Sonra kısa kısa sohbetlere başlıyor okurla. Bir yeniden dirilişi anlatıyor bir ölümü görmelerini İlhan Berk ile. Hele Güzin’den söz etmesi yok mu, bir afeti candan. İzmir’e uzanıyor evlerin önünden geçiyor, oradan hop başkente geliveriyor. Sultan, mırnav derken, bir mezar taşı kitabesinde sonlandırmasaydı sözlerini sıra ne de olabilirdi ki…
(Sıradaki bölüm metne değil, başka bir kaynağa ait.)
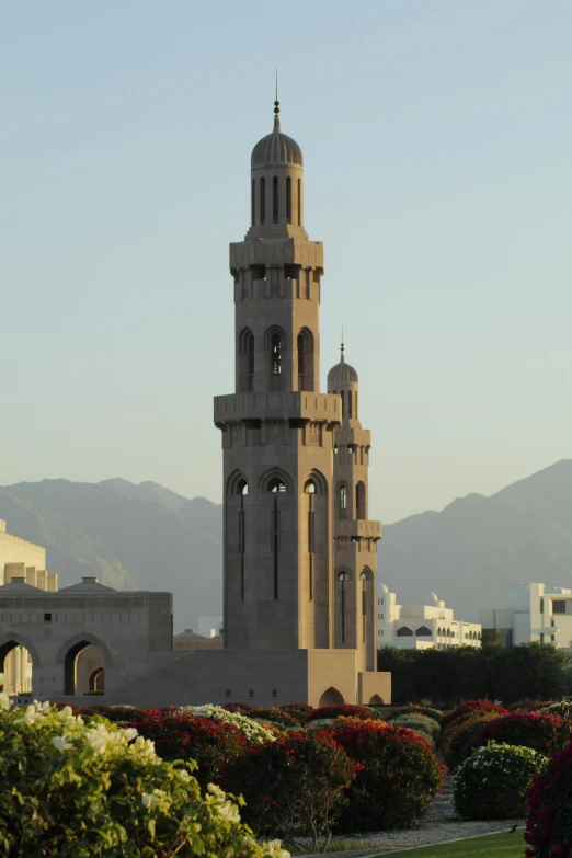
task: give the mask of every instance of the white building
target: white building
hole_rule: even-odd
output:
[[[377,588],[377,645],[401,650],[425,650],[432,647],[480,647],[481,625],[456,620],[435,593],[425,605],[398,605],[397,595],[385,584]]]
[[[203,638],[218,638],[224,631],[222,617],[199,617],[198,628],[195,631]]]
[[[505,647],[518,643],[572,645],[572,590],[546,584],[512,584],[504,608],[479,611],[483,632],[499,632]]]

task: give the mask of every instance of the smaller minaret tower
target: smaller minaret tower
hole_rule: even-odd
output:
[[[376,670],[377,541],[381,524],[367,518],[371,434],[362,428],[358,377],[340,363],[328,374],[328,392],[342,400],[334,433],[334,647],[357,650],[358,670]]]

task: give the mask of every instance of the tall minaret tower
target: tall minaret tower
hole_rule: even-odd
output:
[[[379,522],[367,518],[371,435],[358,419],[357,373],[340,363],[328,373],[328,392],[342,403],[334,435],[334,647],[357,650],[361,671],[376,670],[377,541]]]
[[[304,227],[300,147],[272,134],[251,158],[251,225],[230,245],[236,391],[222,431],[227,649],[330,649],[333,435],[341,399],[319,392],[323,248]]]

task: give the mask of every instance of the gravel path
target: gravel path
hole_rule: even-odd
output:
[[[518,822],[519,825],[523,824],[522,820],[461,822],[456,815],[453,804],[453,778],[447,775],[443,792],[433,800],[427,815],[415,828],[339,835],[332,838],[332,846],[335,845],[335,840],[343,840],[344,849],[330,851],[327,855],[328,858],[367,858],[367,856],[385,855],[413,846],[430,846],[432,843],[442,843],[443,840],[457,840],[461,837],[508,831],[515,822]],[[355,849],[347,848],[348,844],[353,842],[355,842]]]

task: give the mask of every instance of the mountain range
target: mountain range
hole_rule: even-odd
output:
[[[59,586],[96,575],[119,590],[168,590],[175,630],[221,614],[222,507],[153,482],[43,480],[0,488],[8,530],[46,546]],[[504,586],[572,586],[572,460],[485,497],[387,525],[378,580],[401,604],[436,592],[464,615],[502,607]]]

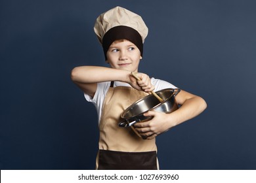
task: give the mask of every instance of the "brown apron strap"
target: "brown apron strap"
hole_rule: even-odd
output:
[[[156,152],[99,150],[98,170],[156,170]]]
[[[113,87],[114,87],[114,81],[112,81],[112,82],[110,82],[110,87],[111,87],[111,88],[113,88]]]

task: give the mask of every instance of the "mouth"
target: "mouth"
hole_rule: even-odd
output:
[[[129,65],[130,64],[131,64],[130,63],[123,63],[118,64],[118,66],[125,67],[125,66]]]

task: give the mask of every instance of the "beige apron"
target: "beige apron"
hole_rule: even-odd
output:
[[[146,95],[131,87],[109,88],[100,121],[96,169],[158,169],[156,139],[143,140],[130,127],[118,126],[124,110]]]

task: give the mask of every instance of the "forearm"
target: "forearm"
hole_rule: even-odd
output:
[[[83,84],[112,80],[127,82],[129,74],[130,72],[125,70],[97,66],[81,66],[72,70],[71,77],[74,82]]]
[[[202,112],[206,107],[205,101],[200,97],[194,96],[186,99],[178,110],[168,115],[167,120],[169,128],[196,117]]]

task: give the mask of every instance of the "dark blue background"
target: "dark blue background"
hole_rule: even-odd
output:
[[[149,28],[140,71],[208,105],[158,137],[161,169],[255,169],[255,2],[1,1],[1,169],[95,168],[96,110],[70,73],[107,66],[93,25],[119,5]]]

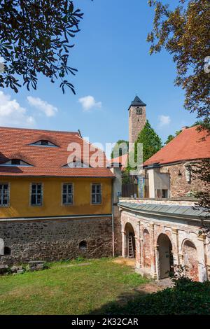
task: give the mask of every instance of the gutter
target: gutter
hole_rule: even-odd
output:
[[[111,214],[111,225],[112,225],[112,255],[113,255],[113,257],[115,257],[115,232],[114,232],[113,184],[114,184],[114,181],[113,181],[113,179],[112,179],[112,184],[111,184],[111,207],[112,207],[112,214]]]
[[[205,217],[204,216],[200,216],[200,217],[198,217],[198,216],[194,216],[194,218],[192,218],[193,215],[191,215],[190,217],[188,217],[187,216],[184,216],[184,215],[176,215],[174,214],[172,214],[172,213],[167,213],[167,214],[165,214],[165,213],[161,213],[161,212],[154,212],[154,211],[144,211],[144,210],[139,210],[139,209],[132,209],[131,208],[129,208],[129,207],[127,207],[127,206],[121,206],[120,204],[118,204],[118,206],[120,208],[122,208],[122,209],[126,209],[126,210],[129,210],[130,211],[132,211],[134,213],[135,212],[137,212],[137,213],[139,213],[139,214],[144,214],[145,215],[155,215],[155,216],[162,216],[162,217],[172,217],[172,218],[179,218],[179,219],[184,219],[184,220],[201,220],[201,219],[203,218],[203,217]],[[205,220],[204,220],[205,221]],[[210,218],[208,220],[206,220],[206,221],[209,222],[210,221]]]
[[[54,217],[15,217],[8,218],[0,218],[1,222],[13,222],[13,221],[27,221],[27,220],[52,220],[52,219],[77,219],[77,218],[98,218],[102,217],[111,217],[111,214],[98,214],[98,215],[78,215],[78,216],[57,216]]]

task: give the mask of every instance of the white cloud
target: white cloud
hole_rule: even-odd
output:
[[[2,126],[30,127],[35,120],[28,115],[26,108],[20,106],[16,99],[0,91],[0,125]]]
[[[100,108],[102,106],[101,102],[96,102],[92,96],[85,96],[78,99],[79,103],[82,104],[84,111],[88,111],[91,108]]]
[[[43,111],[48,117],[55,116],[58,111],[57,107],[53,106],[53,105],[50,104],[46,101],[43,101],[38,97],[28,96],[27,101],[31,106]]]
[[[169,115],[159,115],[159,127],[166,126],[171,122],[171,118]]]

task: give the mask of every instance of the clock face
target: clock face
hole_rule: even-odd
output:
[[[142,107],[136,107],[136,114],[142,114]]]

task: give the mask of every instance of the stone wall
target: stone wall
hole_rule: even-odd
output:
[[[160,172],[170,174],[170,197],[185,197],[190,192],[203,190],[204,183],[193,174],[190,181],[187,181],[184,163],[164,166]]]
[[[129,111],[129,142],[134,143],[139,132],[146,124],[146,106],[140,106],[142,114],[136,114],[136,106],[131,106]]]
[[[106,257],[113,251],[111,217],[1,221],[0,238],[10,249],[0,255],[1,264]],[[86,248],[80,248],[82,241]]]
[[[159,279],[165,277],[162,274],[171,265],[174,269],[181,265],[193,280],[210,278],[210,241],[199,234],[200,223],[169,215],[146,216],[123,208],[120,213],[122,255],[127,256],[126,227],[130,223],[135,235],[136,272]]]
[[[119,207],[114,205],[114,237],[115,237],[115,255],[122,255],[122,232],[121,218]]]

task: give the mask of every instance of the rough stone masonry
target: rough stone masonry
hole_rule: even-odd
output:
[[[1,264],[112,255],[112,220],[108,216],[1,220],[0,237],[6,250],[0,255]]]

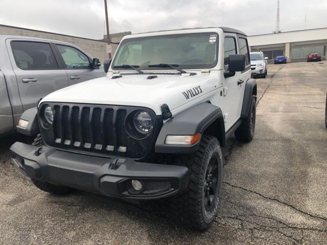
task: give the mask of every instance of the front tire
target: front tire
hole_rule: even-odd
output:
[[[255,129],[255,99],[252,95],[247,117],[242,120],[242,124],[235,131],[235,137],[241,142],[250,142],[253,138]]]
[[[36,138],[34,139],[32,145],[37,147],[44,145],[41,134],[38,134],[36,136]],[[54,185],[34,179],[31,179],[31,180],[34,185],[40,190],[55,195],[63,195],[68,194],[74,191],[74,189],[66,186]]]
[[[190,228],[206,230],[215,219],[219,204],[223,158],[217,139],[204,135],[198,150],[181,155],[177,163],[189,169],[189,186],[175,197],[172,208]]]

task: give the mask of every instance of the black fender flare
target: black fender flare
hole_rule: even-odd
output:
[[[245,118],[247,117],[251,98],[252,95],[254,95],[256,100],[256,82],[251,78],[248,79],[244,89],[244,97],[241,112],[241,118]]]
[[[195,152],[199,142],[193,145],[167,144],[167,135],[194,135],[203,132],[214,122],[219,124],[222,146],[225,141],[225,123],[221,109],[210,103],[197,105],[166,121],[159,133],[155,145],[155,152],[158,153],[188,154]],[[199,141],[200,142],[200,141]]]
[[[20,116],[20,119],[28,121],[29,123],[26,128],[19,125],[16,126],[17,131],[21,134],[32,136],[36,135],[39,132],[39,125],[37,119],[37,108],[33,108],[26,110]]]

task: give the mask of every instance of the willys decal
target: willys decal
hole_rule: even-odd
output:
[[[185,99],[189,100],[190,97],[192,98],[200,93],[202,93],[202,90],[200,86],[198,86],[191,89],[188,89],[185,91],[182,92],[182,93],[185,96]]]

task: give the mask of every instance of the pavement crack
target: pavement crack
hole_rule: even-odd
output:
[[[262,93],[262,95],[256,100],[257,106],[259,104],[259,102],[260,102],[260,101],[261,100],[261,99],[263,97],[264,95],[266,93],[266,92],[267,92],[267,90],[268,90],[268,89],[269,88],[269,87],[270,87],[270,85],[272,83],[272,80],[274,78],[274,77],[275,77],[275,75],[276,75],[276,74],[278,71],[280,71],[281,70],[282,70],[282,69],[283,68],[283,67],[284,66],[281,66],[281,67],[279,67],[278,70],[276,71],[276,72],[274,73],[272,75],[271,75],[271,76],[270,77],[270,81],[269,82],[269,83],[268,83],[268,86],[266,87],[266,89],[264,91],[264,92]]]
[[[300,212],[301,213],[302,213],[303,214],[306,214],[307,215],[310,216],[310,217],[311,217],[312,218],[318,218],[318,219],[322,219],[322,220],[324,220],[325,222],[327,222],[327,218],[325,218],[325,217],[321,217],[321,216],[319,216],[314,215],[313,214],[312,214],[311,213],[309,213],[308,212],[307,212],[306,211],[304,211],[303,210],[299,209],[298,208],[294,207],[293,205],[291,205],[289,204],[288,203],[285,203],[284,202],[282,202],[282,201],[281,201],[280,200],[278,200],[277,199],[273,198],[269,198],[268,197],[266,197],[266,196],[265,196],[265,195],[263,195],[263,194],[261,194],[261,193],[260,193],[259,192],[258,192],[256,191],[253,191],[253,190],[249,190],[249,189],[246,189],[246,188],[245,188],[244,187],[241,187],[241,186],[238,186],[237,185],[232,185],[232,184],[230,184],[230,183],[229,183],[228,182],[226,182],[225,181],[223,181],[223,183],[224,183],[224,184],[227,184],[227,185],[228,185],[230,186],[231,186],[232,187],[241,189],[242,189],[243,190],[245,190],[246,191],[249,191],[249,192],[252,192],[252,193],[253,193],[254,194],[259,195],[260,197],[262,197],[263,198],[265,198],[265,199],[268,199],[268,200],[269,200],[274,201],[275,202],[277,202],[278,203],[281,203],[282,204],[284,204],[284,205],[286,205],[288,207],[292,208],[292,209],[294,209],[295,210],[296,210],[296,211],[298,211],[298,212]]]

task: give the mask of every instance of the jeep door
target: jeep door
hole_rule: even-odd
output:
[[[228,34],[225,36],[224,52],[224,67],[225,71],[228,70],[229,55],[238,54],[237,38],[236,34]],[[242,88],[238,85],[241,72],[225,79],[224,97],[224,116],[226,130],[228,130],[240,118],[241,110],[239,109],[239,101],[241,100]]]
[[[68,86],[67,75],[46,41],[8,39],[6,41],[24,110],[36,106],[47,94]]]
[[[92,59],[81,50],[67,45],[55,45],[69,85],[104,76],[100,67],[92,67]]]
[[[239,44],[239,51],[240,54],[245,56],[245,69],[243,71],[240,71],[238,80],[241,83],[239,85],[240,90],[240,97],[239,98],[239,105],[238,111],[238,117],[241,116],[241,112],[243,104],[243,98],[244,97],[244,90],[245,89],[245,84],[248,79],[251,77],[251,61],[250,60],[250,52],[249,51],[249,45],[247,39],[243,36],[238,35],[238,42]]]

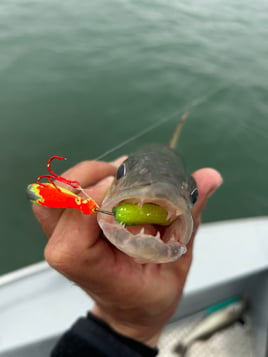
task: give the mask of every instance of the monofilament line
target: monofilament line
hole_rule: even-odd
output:
[[[128,139],[122,141],[120,144],[114,146],[113,148],[105,151],[104,153],[102,153],[100,156],[96,157],[95,160],[100,160],[103,159],[105,156],[112,154],[113,152],[115,152],[116,150],[121,149],[123,146],[131,143],[134,140],[137,140],[139,138],[141,138],[142,136],[144,136],[145,134],[149,133],[150,131],[158,128],[161,125],[164,125],[165,123],[169,122],[170,120],[173,120],[175,117],[178,117],[179,115],[182,116],[184,115],[184,113],[189,113],[191,109],[198,107],[199,105],[203,104],[204,102],[206,102],[208,100],[208,98],[218,94],[219,92],[221,92],[222,90],[229,88],[234,82],[236,82],[237,80],[239,80],[241,78],[241,76],[239,76],[238,78],[236,78],[234,81],[232,81],[231,83],[225,84],[223,86],[220,86],[219,88],[209,91],[207,92],[207,94],[205,94],[204,96],[198,97],[194,100],[192,100],[188,105],[186,105],[183,109],[180,110],[176,110],[174,113],[159,119],[156,123],[148,126],[147,128],[145,128],[144,130],[141,130],[139,133],[129,137]]]

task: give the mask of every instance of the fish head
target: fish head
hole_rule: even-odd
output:
[[[167,211],[171,223],[126,226],[103,213],[98,213],[98,222],[108,240],[137,261],[175,261],[186,252],[196,199],[195,180],[186,172],[182,158],[168,148],[150,146],[120,165],[101,209],[113,211],[123,202],[153,203]]]

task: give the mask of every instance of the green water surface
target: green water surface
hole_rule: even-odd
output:
[[[0,274],[43,259],[25,188],[92,159],[163,118],[167,143],[191,103],[179,151],[225,183],[204,221],[267,215],[266,0],[1,0]]]

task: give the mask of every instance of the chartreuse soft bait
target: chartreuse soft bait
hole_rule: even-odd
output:
[[[165,208],[154,203],[144,203],[142,206],[123,202],[113,208],[115,220],[127,226],[138,224],[159,224],[167,226],[171,223]]]

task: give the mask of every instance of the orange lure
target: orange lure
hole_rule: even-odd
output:
[[[84,214],[93,214],[97,212],[112,214],[111,212],[101,211],[97,203],[85,193],[78,181],[67,180],[53,172],[51,170],[51,162],[54,159],[66,160],[66,158],[61,156],[52,156],[48,160],[47,169],[49,174],[39,176],[36,183],[32,183],[27,187],[26,194],[30,201],[46,207],[76,208],[81,210]],[[42,178],[47,178],[49,182],[41,183],[40,180]],[[78,189],[86,195],[86,198],[80,197],[65,188],[57,186],[53,180],[63,182]]]

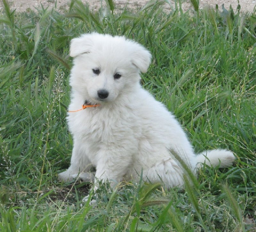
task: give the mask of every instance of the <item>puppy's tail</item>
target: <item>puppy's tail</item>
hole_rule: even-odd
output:
[[[215,167],[220,165],[220,167],[231,166],[236,159],[233,153],[227,150],[217,149],[206,151],[196,156],[198,168],[201,167],[202,164],[205,163],[209,166]]]

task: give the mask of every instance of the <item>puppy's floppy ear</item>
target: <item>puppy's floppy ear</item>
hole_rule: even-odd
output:
[[[151,54],[138,43],[134,44],[132,52],[132,62],[142,73],[146,73],[151,61]]]
[[[92,34],[85,34],[71,40],[69,56],[75,57],[84,53],[89,53],[93,44]]]

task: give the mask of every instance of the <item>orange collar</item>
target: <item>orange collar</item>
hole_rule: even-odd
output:
[[[98,106],[99,105],[100,105],[99,104],[97,104],[96,105],[91,105],[88,101],[85,101],[84,102],[84,103],[83,104],[83,105],[82,105],[82,109],[80,109],[79,110],[77,110],[69,111],[68,111],[68,112],[77,112],[77,111],[80,111],[80,110],[84,110],[87,107],[95,107],[95,106]]]

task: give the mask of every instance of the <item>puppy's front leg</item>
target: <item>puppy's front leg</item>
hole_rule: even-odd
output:
[[[123,154],[124,154],[124,152]],[[129,172],[132,162],[131,157],[130,157],[129,159],[129,155],[124,155],[120,157],[120,153],[115,156],[113,152],[111,152],[109,155],[105,152],[104,155],[104,156],[101,157],[102,159],[99,159],[96,167],[93,189],[96,196],[96,190],[99,188],[99,183],[100,182],[104,182],[108,181],[111,187],[112,188],[118,183],[123,181],[124,177]],[[117,164],[118,164],[118,165],[116,165]],[[87,201],[89,196],[88,195],[84,197],[83,201]],[[93,204],[95,202],[95,200],[92,200],[90,203]]]

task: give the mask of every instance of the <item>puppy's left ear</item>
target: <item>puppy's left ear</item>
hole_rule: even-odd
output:
[[[90,53],[93,44],[93,38],[96,33],[84,34],[71,40],[69,56],[75,57],[81,54]]]
[[[151,61],[151,54],[144,47],[137,44],[132,53],[132,62],[142,73],[146,73]]]

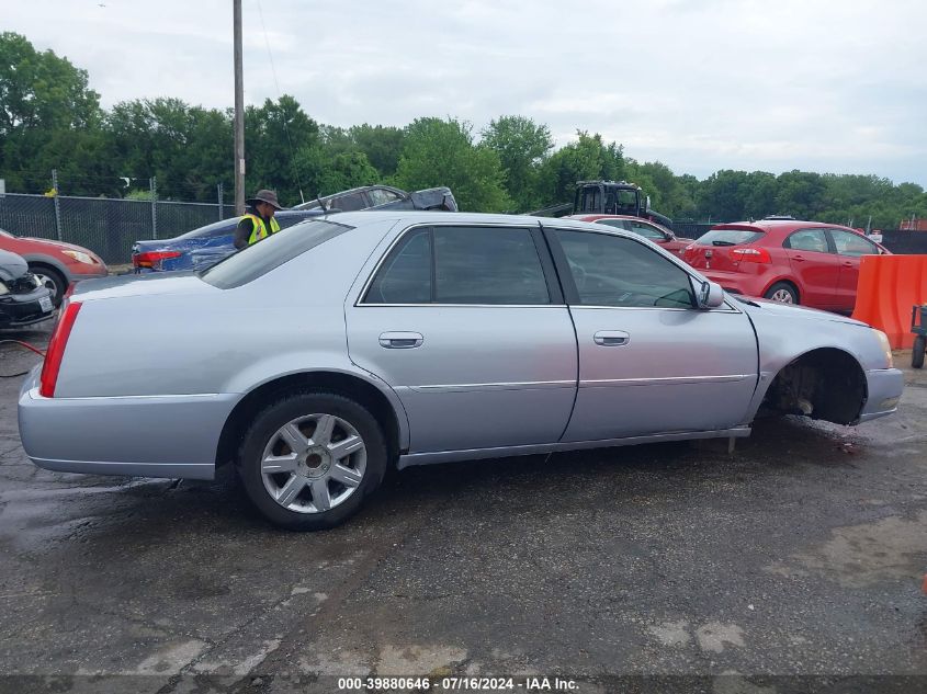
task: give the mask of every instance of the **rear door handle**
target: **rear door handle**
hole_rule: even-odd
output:
[[[418,332],[384,332],[380,335],[380,346],[387,350],[411,350],[423,342],[425,338]]]
[[[624,346],[631,342],[631,335],[623,330],[599,330],[592,341],[601,346]]]

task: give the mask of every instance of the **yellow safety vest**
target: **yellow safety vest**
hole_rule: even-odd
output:
[[[257,243],[261,239],[270,236],[270,234],[276,234],[278,231],[280,231],[280,225],[276,223],[276,217],[270,218],[270,234],[268,234],[268,228],[264,225],[264,220],[261,219],[258,215],[247,214],[242,217],[242,219],[250,219],[253,225],[251,229],[251,236],[248,238],[248,246]]]

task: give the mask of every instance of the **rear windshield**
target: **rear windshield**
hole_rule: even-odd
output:
[[[762,231],[749,229],[713,229],[699,237],[699,246],[741,246],[762,238]]]
[[[350,229],[353,227],[334,221],[304,221],[253,246],[242,248],[204,270],[200,276],[219,289],[240,287]]]

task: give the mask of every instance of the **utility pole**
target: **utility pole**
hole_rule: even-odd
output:
[[[241,0],[233,0],[235,22],[235,214],[245,214],[245,78],[241,75]]]
[[[158,178],[148,179],[148,187],[151,191],[151,235],[158,238]]]
[[[52,169],[52,193],[55,201],[55,229],[58,232],[58,240],[64,241],[61,236],[61,202],[58,200],[58,170]]]

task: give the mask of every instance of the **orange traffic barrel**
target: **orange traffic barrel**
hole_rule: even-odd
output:
[[[914,344],[911,307],[927,304],[927,255],[863,255],[852,317],[878,328],[893,350]]]

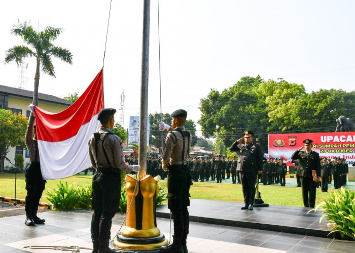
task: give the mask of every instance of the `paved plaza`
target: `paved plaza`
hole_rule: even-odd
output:
[[[306,222],[297,223],[297,217],[307,218],[305,214],[309,208],[289,207],[294,210],[290,213],[290,209],[281,212],[277,206],[255,208],[253,211],[241,210],[241,205],[242,203],[237,202],[192,200],[190,210],[191,220],[194,221],[191,223],[188,237],[189,252],[355,252],[354,242],[326,238],[326,234],[325,237],[325,233],[322,232],[316,236],[302,234],[304,232],[307,234],[309,229],[320,231],[327,229],[324,224],[314,227],[319,224],[318,214],[312,215],[309,219],[304,220]],[[275,212],[277,216],[273,226],[267,219],[262,218],[264,214],[270,212]],[[225,214],[224,217],[223,213]],[[36,246],[91,248],[90,225],[92,213],[88,210],[41,213],[39,216],[46,219],[46,223],[34,227],[24,225],[24,215],[1,218],[0,252],[58,252],[58,250],[50,248],[25,247]],[[166,205],[159,207],[157,211],[158,216],[168,217],[168,215]],[[114,218],[111,230],[113,237],[120,229],[124,219],[124,215],[121,214],[117,214]],[[157,223],[161,231],[169,238],[169,219],[158,218]],[[221,225],[223,224],[225,225]],[[264,226],[261,225],[263,224]],[[238,224],[240,226],[235,226]],[[255,228],[245,227],[248,226]],[[268,230],[268,227],[270,230]],[[171,223],[172,229],[172,227]],[[282,228],[289,228],[289,232],[282,232]],[[279,231],[275,231],[278,230]],[[89,252],[91,250],[81,249],[80,252]]]

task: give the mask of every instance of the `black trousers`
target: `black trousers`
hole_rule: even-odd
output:
[[[174,221],[174,236],[178,240],[187,236],[190,219],[187,207],[190,205],[190,174],[184,169],[169,170],[168,174],[168,208]]]
[[[302,199],[305,207],[314,207],[317,183],[312,178],[301,178]]]
[[[280,184],[282,186],[285,186],[286,184],[286,178],[285,174],[278,174],[278,178],[279,179],[279,182]]]
[[[216,178],[217,179],[217,182],[222,182],[222,170],[220,168],[217,168],[217,170],[216,170]]]
[[[244,203],[245,205],[254,204],[255,198],[255,184],[257,183],[257,174],[245,172],[238,172],[241,187],[243,190]]]
[[[27,190],[25,210],[27,213],[31,210],[38,209],[40,199],[46,186],[46,181],[42,178],[39,162],[31,162],[25,171],[25,179]]]
[[[118,169],[117,169],[118,170]],[[112,218],[119,211],[121,174],[96,172],[92,177],[91,238],[105,240],[111,238]]]
[[[328,177],[322,177],[322,191],[327,192],[328,191]]]

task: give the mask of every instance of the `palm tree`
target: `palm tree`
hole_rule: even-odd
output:
[[[31,26],[27,26],[26,22],[15,25],[11,29],[11,34],[22,37],[28,47],[21,45],[10,48],[6,51],[5,61],[7,63],[15,61],[19,64],[27,57],[34,57],[36,58],[32,101],[32,104],[34,105],[38,106],[38,87],[40,84],[40,66],[41,64],[42,71],[55,77],[54,66],[52,62],[52,56],[70,64],[72,63],[73,57],[68,50],[55,47],[52,44],[52,40],[57,38],[62,31],[62,28],[48,26],[44,31],[37,32]]]

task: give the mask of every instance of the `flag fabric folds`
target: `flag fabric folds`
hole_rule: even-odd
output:
[[[43,179],[69,177],[91,166],[88,142],[100,126],[97,114],[104,107],[103,69],[64,111],[53,113],[34,107]]]

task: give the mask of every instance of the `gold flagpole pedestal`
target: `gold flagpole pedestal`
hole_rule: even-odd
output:
[[[159,252],[161,246],[168,244],[168,240],[157,227],[155,212],[160,179],[159,176],[153,178],[147,175],[141,179],[126,176],[127,209],[130,205],[130,208],[126,226],[113,241],[117,249],[121,252]]]

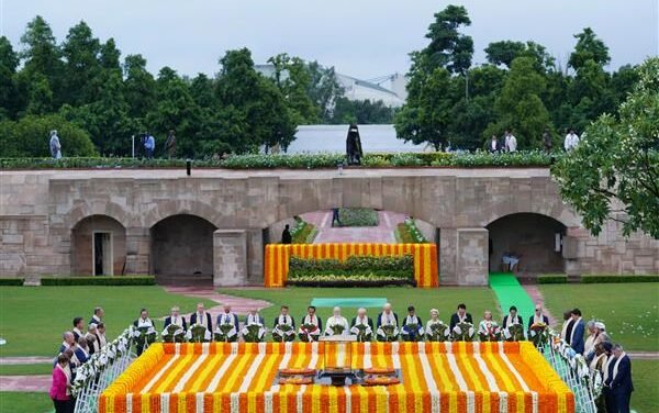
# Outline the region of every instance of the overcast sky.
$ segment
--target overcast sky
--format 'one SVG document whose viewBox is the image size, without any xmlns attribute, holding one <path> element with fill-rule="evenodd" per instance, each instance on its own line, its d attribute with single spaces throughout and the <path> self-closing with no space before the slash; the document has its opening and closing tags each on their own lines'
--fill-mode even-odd
<svg viewBox="0 0 659 413">
<path fill-rule="evenodd" d="M 500 40 L 533 40 L 566 63 L 573 34 L 591 26 L 610 47 L 610 68 L 659 54 L 658 0 L 0 0 L 1 29 L 14 47 L 36 14 L 62 42 L 85 20 L 122 55 L 141 53 L 157 72 L 217 71 L 226 49 L 248 47 L 256 63 L 281 52 L 368 79 L 405 72 L 407 53 L 426 45 L 433 13 L 463 4 L 474 62 Z"/>
</svg>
İnsan, emeğiyle bir değer yaratarak doğayı ve toplumu değiştirir, insan, doğayı ve toplumu emeğiyle nasıl değiştiriyorsa, sözün dağılımını ve kullanımını da değiştirir. Kısa tanımıyla şiir, herkesin kullandığı sözün artı değeridir. Artı değer hep var olacaktır. Şiir de.

Söz sanatları arasında en eski ve geleceğe en yönelik olanı şiirdir. Bundandır ki şairleri ulularla eş tutarlar. Şiir, alışılmış sözlerin başka sesiyle söylenir. Bu sesi duyan da, duyuran da şair oluyor.

Bana öyle gelir ki, şu bizim Salâh Birsel anılar tesbihini çekmese, tarihsel öykü kırıntılarından sırça saraylar kurmasa, şiirleriyle de güç anlaşılırdı. Salâh Birsel’in usta yanı, geçmişin acılarını tadına banarak ballandıra ballandıra anlatmasıdır.

Bu kitapta, 1940-1945 arasında acı çeken, anlaşılamayan, düşün ve sanat uğruna hapislerde yatan, yiten, eriyen bir kuşağın çilesi var. Bu kuşak, İkinci Dünya Savaşı&ndan sonra gelen yeni ve ileri düşüncelerin temsilcisidir. Savaşın insanlık dışı, faşizmin sadece Türkiye için değil, dünya için bir baş belası olduğunu söylemiştir…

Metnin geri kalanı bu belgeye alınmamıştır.